Moving ahead half a century, in Howards End, the lines between the rural and urban have already
begun to meld. The countryside, after
all, is now a quick jaunt by the fully-established and regular train
service. Further, though, the border
between country and city now vanishes: “‘All
the same, London’s creeping.’ [Helen]
pointed over the meadow—over eight or nine meadows, but at the end of them was
a red rust” (289; ch. 44). No, the
city’s takeover is not accomplished quickly—the city “creeps” like the ivy
slowly overtaking Howards End. This slow
emigration of cityscape into country, in fact, happens slowly enough that the
threat may not even be noticeable to those less mindful of such matters than
the Schlegels. And as the narrator
suggests, this creeping city changes the vibrancy of the landscape into “rust.”
As Cristy also notes, Margaret, beholden like Mrs. Wilcox to
the past, hopes against this shift:
“Because a thing is going strong now, it need not go strong for ever”

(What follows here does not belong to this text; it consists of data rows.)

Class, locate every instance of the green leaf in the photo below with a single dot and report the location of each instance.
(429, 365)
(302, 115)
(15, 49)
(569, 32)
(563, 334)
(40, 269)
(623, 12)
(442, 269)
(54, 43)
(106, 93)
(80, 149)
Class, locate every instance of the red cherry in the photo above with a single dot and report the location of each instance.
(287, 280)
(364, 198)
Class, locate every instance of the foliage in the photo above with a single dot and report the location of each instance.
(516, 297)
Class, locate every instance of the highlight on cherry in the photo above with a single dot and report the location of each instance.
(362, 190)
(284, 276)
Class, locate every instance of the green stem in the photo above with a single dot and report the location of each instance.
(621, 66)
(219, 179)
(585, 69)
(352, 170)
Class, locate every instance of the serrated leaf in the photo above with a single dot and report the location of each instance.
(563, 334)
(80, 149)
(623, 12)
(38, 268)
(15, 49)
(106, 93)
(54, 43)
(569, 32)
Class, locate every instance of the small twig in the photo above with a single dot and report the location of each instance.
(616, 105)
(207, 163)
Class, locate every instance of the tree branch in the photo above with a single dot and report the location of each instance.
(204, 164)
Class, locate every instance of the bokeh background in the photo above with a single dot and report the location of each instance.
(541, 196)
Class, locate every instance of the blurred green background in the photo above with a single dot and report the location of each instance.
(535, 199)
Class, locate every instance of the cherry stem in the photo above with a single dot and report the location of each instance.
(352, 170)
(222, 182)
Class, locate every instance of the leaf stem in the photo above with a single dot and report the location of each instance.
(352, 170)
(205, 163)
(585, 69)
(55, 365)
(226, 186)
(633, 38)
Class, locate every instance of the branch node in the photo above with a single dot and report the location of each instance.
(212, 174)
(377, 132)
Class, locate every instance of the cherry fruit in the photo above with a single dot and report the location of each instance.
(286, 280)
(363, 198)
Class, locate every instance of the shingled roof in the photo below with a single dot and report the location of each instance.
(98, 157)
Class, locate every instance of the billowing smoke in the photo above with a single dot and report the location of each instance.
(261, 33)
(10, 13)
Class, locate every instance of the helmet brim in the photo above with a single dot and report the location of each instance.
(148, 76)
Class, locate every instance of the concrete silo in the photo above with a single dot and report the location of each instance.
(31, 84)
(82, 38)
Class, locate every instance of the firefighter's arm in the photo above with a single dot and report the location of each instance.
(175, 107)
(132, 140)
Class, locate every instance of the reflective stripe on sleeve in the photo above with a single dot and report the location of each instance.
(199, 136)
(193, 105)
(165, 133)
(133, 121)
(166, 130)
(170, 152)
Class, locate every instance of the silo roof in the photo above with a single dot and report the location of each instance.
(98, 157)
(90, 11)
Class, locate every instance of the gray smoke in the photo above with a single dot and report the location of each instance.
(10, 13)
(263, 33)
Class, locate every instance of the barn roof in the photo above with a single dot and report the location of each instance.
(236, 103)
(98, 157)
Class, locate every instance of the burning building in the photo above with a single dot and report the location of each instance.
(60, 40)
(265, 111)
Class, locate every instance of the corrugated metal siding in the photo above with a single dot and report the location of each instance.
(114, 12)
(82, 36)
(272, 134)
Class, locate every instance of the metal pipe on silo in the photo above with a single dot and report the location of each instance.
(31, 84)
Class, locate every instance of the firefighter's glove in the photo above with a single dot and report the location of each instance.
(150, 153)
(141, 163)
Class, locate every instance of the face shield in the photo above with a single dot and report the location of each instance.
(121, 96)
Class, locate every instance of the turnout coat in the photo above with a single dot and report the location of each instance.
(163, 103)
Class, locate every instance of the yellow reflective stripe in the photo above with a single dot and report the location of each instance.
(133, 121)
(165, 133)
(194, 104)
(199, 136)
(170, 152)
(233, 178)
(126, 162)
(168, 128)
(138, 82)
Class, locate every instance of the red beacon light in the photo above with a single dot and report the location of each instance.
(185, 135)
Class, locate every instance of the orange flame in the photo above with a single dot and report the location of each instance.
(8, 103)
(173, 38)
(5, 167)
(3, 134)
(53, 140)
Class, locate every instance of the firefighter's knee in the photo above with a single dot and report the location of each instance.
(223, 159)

(290; ch. 44). But, of course, Margaret
hopes from her bourgeois position. She
does not know that, as Leonard Bast has told Helen, the “shameful” attitude of
the current lower class toward its past as it has moved toward its own center
of hope: urban mobility (202; ch.
27). In Leonard’s shame concerning his
grandparents’ position as “agricultural laborers and that sort,” Forster
underscores the city’s promise to both the lower and middle classes the
opportunity to escape an imposed status.
In the age of industry, capital, speculation, and automated motion, the
city now spreads its arms wider and wider to catch any who would wish to
advance.
This is a really interesting comment. I'm especially interested in your sense that Forster recognizing -- and values? -- the possibility of social mobility offered by the city. Do you think he approves?